サービス指向アーキテクチャ/Webサービス

インターネット技術の進歩により,社会における様々なサービス(オンラインバンキング,オンライン予約システム,e-Learning等)がネットワークを通して提供されてきています.それらのサービスを実現するソフトウェアは,市場ニーズに応えるべくますます高機能化しています.現在多くのネットワークサービスはWebサーバ上のソフトウェアによって提供され,ユーザはWebブラウザを用いてサービスを利用する方法が一般的です.Webブラウザが提供するフォームやボタンなどのWebインターフェースを用いることで,比較的リッチなインターフェースを持ったアプリケーションを,クライアント側の導入コストや機種依存問題などを最小限におさえて実現できます(Webアプリケーションと呼ばれます).

Webアプリケーションは,一般的にベンダ独自の手法にのっとって開発され,サービスへのインターフェースやユーザに送られるHTMLのフォーマット等はアプリケーションごとにまちまちです.従って,Webアプリケーションは再利用性に乏しく,「ある既存のサービスAとBを組み合わせて新たなサービスを作る」といったサービス同士の連携を行うことは困難でした.そのため,新たなサービスを実現するために,少なからずスクラップ&ビルドをせざるを得ず,莫大な開発コストがかかっています.

Webサービスとは

そこで,サービスの再利用・連携を大きく意識したWebサービスという技術が生れました.Webサービスとは,クライアント側の任意のアプリケーションから(Webブラウザを介することなく),Webサーバ上のサービスへアクセスするための標準的な枠組みのことを指します.Webサービスでは,HTTPの上位にSOAPというプロトコルを用い,XMLによってデータをやり取りします.サービスのインターフェースはWSDLと呼ばれるXMLで記述され,メソッドとして公開されます.従来のWebアプリケーションでは,データのやり取りや解釈に,(Webブラウザを通して)必ず人手が介在していました.しかし,Webサービスの枠組みを用いると,人手を介さない標準的な機械対機械(サービス対サービス)の連携を実現できるのです.つまり,アプリケーションは遠隔にあるサービスをあたかも通常のメソッド呼び出しのように利用できるのです.

研究内容

上でみたように,Webサービスは,ネットワーク上に分散したソフトウェアを,サービスという単位で統合・連携することを可能とする画期的な技術として注目を集めています.しかし,Webサービスの技術が誕生してから未だ日が浅く,Webサービスを用いてどのように実際のサービスやソフトウェアを開発してよいのか,はっきりとした方法論が確立していません.かといって,従来のオブジェクト指向開発向けに提案された方法論を全てそのまま適用できないと考えています.

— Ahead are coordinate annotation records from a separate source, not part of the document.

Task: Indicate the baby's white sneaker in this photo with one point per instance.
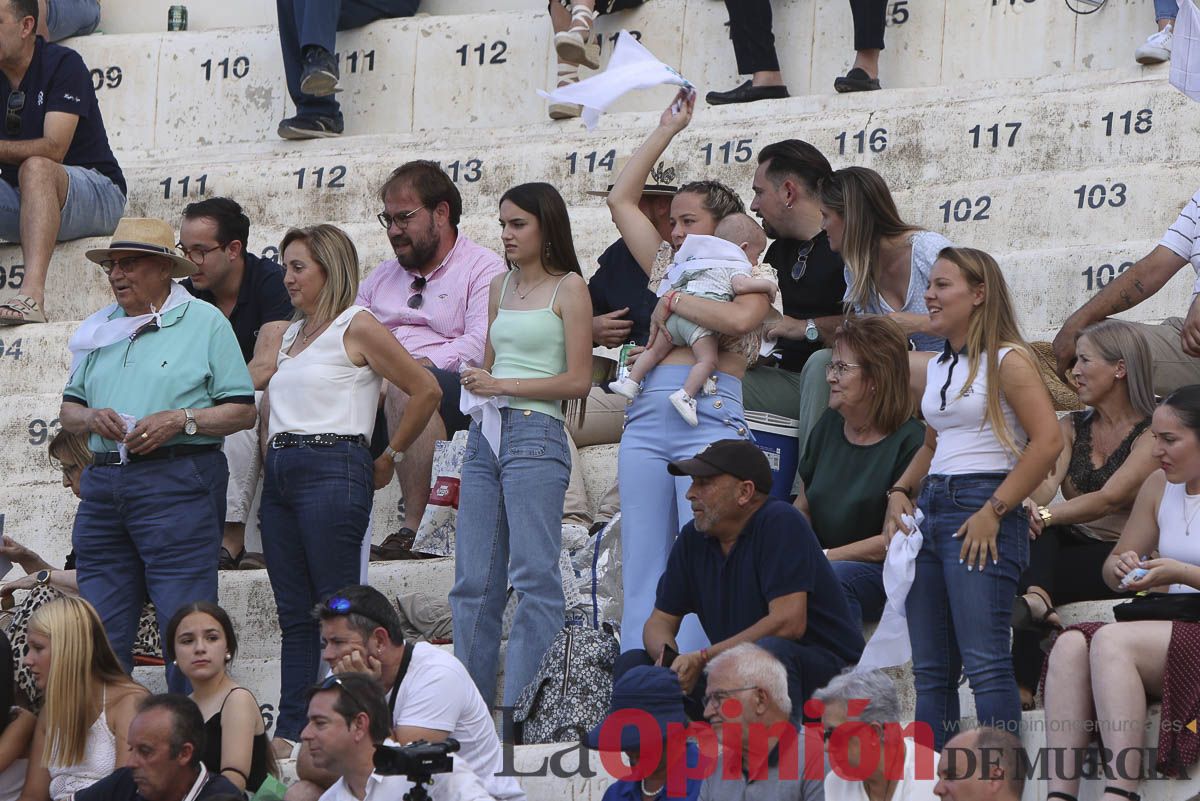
(685, 405)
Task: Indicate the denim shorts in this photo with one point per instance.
(94, 206)
(65, 18)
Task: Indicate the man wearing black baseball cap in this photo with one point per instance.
(751, 570)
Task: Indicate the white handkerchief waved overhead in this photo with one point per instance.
(631, 66)
(1186, 50)
(485, 411)
(889, 644)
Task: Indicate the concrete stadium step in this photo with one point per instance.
(981, 140)
(394, 76)
(1047, 285)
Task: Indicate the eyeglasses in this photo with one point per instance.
(837, 369)
(720, 696)
(343, 606)
(12, 116)
(418, 287)
(196, 254)
(802, 260)
(109, 265)
(400, 221)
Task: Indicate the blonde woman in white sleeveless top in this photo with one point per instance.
(319, 476)
(81, 734)
(1105, 672)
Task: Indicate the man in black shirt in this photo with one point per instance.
(622, 303)
(250, 291)
(811, 278)
(60, 180)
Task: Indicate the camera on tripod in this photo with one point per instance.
(418, 762)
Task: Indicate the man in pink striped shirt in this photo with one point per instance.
(433, 297)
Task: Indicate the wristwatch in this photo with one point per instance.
(810, 331)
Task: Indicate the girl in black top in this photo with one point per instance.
(202, 643)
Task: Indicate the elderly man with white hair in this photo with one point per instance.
(861, 715)
(156, 383)
(748, 692)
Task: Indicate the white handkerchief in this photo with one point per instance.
(889, 644)
(1186, 50)
(130, 422)
(485, 411)
(630, 67)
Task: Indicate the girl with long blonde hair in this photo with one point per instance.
(81, 733)
(991, 437)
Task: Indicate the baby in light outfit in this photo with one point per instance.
(717, 267)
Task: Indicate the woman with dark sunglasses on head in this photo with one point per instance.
(318, 474)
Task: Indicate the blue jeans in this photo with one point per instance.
(317, 22)
(149, 527)
(959, 620)
(510, 531)
(863, 583)
(653, 503)
(313, 516)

従来のオブジェクト指向プログラミングでは,オブジェクトの再利用率を高めるため,一つのクラスを小さく汎用的に作ったり,継承などを用いる等して,オブジェクト同士を密に結合(Tight Coupling)させる場面がよくあります.また,多くの場合,オブジェクト間の通信は,マシン上のオンメモリで行われ,ネットワークをまたぐことを意識していません.

一方,Webサービスでは,オブジェクトより粒度の高いサービスをソフトウェアの機能単位とみなし,サービス同士をネットワーク越しに疎結合(Loose Coupling)させるという,サービス指向アーキテクチャ(Service Oriented Architecture)の考えに基づいています.公開されたサービスは,基本的にインターフェースを変更する事は許されない(厳密な型付け,Strictly-Typed)反面,サービスの内部ロジックや通信路上のメッセージのフォーマットなどは一切気にする必要がないのです.また,サービスの連携は基本的にネットワーク越しに行われるので,ネットワークによる負荷を意識しなければなりません.

これらのことから,Webサービスを用いたサービス開発は,従来のWebアプリケーションの開発と比べて,随分異なると予想されます.本研究では,Webサービスアプリケーションを,どのように開発したらしたらよいのか,どのようなキラーアプリケーションがあるか,等をソフトウェア工学の観点から探っていきます.